The same can be said for The Unforgivable, with Bullock as a woman who is released from prison after serving 20 years for killing a policeman who was going to kick her and her little sister out of their house.
Bullock and the sister were living there after her mentally ill father took his life and she raised the sister singlehandedly. When she gets out, she wants to reconnect with her sister, who has been adopted by a kind family, but there is a restraining order, and so she works as a carpenter and in a fish-packing plant until she can figure out how to contact her.
In the meantime, the sons of the police officer she shot plot revenge. The movie plays a little like Orange is the New Black without any humor, and Bullock barely gets to move her face for the entire running time. The extremely attractive Jon Bernthal of The Walking Dead, who is playing Richard Gere’s part in the remake of American Gigolo, also gets to play a colorless role here, a co-worker who cautiously tries to court Bullock. There’s nothing wrong with a movie being downbeat, but neither of these has much of a point except to showcase the talents of their leading ladies, and both these actresses deserve more interesting roles.

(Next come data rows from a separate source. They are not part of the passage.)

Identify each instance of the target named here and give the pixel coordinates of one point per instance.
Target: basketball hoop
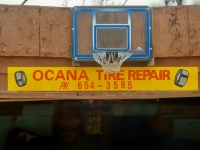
(111, 61)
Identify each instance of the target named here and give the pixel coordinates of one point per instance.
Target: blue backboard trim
(127, 25)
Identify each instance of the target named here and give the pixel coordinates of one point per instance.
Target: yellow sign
(93, 79)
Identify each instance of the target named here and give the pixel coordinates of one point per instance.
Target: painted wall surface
(37, 119)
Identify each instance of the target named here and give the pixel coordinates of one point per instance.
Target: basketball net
(111, 61)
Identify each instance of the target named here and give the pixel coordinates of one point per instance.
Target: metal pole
(24, 2)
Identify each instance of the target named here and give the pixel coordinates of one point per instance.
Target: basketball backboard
(118, 29)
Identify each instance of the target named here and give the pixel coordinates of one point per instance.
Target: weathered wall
(176, 31)
(35, 31)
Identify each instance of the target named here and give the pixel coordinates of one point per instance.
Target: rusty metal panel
(194, 29)
(19, 31)
(55, 31)
(170, 29)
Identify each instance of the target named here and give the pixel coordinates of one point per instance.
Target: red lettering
(46, 74)
(166, 74)
(146, 73)
(120, 74)
(40, 73)
(73, 76)
(160, 74)
(131, 75)
(64, 85)
(111, 75)
(139, 75)
(60, 75)
(99, 74)
(153, 75)
(83, 75)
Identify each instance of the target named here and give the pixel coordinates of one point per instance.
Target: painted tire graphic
(181, 78)
(20, 78)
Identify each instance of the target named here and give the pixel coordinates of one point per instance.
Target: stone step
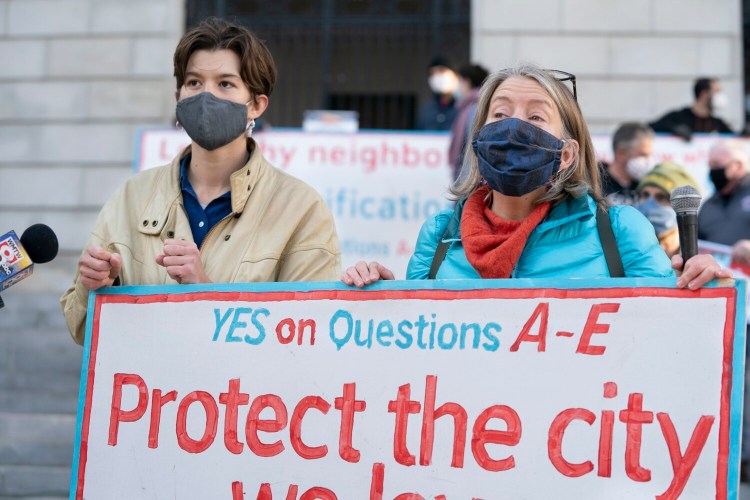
(46, 482)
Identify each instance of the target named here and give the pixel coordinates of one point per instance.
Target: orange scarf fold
(492, 244)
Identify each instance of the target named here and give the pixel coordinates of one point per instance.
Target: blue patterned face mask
(662, 217)
(516, 157)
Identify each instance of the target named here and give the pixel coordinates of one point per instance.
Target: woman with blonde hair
(529, 201)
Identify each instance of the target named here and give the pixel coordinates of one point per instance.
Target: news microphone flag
(15, 263)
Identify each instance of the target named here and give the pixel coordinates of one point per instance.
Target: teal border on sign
(738, 347)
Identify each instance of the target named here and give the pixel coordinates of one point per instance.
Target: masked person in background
(528, 201)
(439, 112)
(725, 217)
(632, 149)
(654, 192)
(700, 116)
(219, 212)
(470, 78)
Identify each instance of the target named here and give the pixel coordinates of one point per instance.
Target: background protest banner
(480, 389)
(377, 180)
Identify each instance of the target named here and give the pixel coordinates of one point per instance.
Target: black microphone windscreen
(40, 242)
(685, 199)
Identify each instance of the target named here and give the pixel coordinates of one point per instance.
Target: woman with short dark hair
(219, 212)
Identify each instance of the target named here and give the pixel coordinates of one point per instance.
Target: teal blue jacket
(564, 245)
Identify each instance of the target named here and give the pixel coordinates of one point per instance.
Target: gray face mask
(212, 122)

A lot of promising series are coming up in January. Fans of Downton Abbey (and Upstairs, Downstairs, the show that inspired it) will want to tune into The Gilded Age, which starts running on Yes VOD on January 25 and on Yes Drama in February. Gilded, created by Downton’s Julian Fellowes, is set in New York starting in the 1880s, in the upper-class milieu that Edith Wharton and Henry James wrote about, when the old guard of society was challenged and supplanted by the nouveau riche.
The series will star a who’s who of the best television actors, including Christine Baranski (The Good Wife), Cynthia Nixon (Sex and the City), Jeanne Tripplehorn (Big Love), Morgan Spector (The Plot Against America, Homeland), Audra McDonald (The Good Fight) and Bill Irwin (best known as Mr. Noodle in the "Elmo’s World" segments of Sesame Street). It’s too early to say if it will be a hit, but it’s definitely something to look forward to in 2022.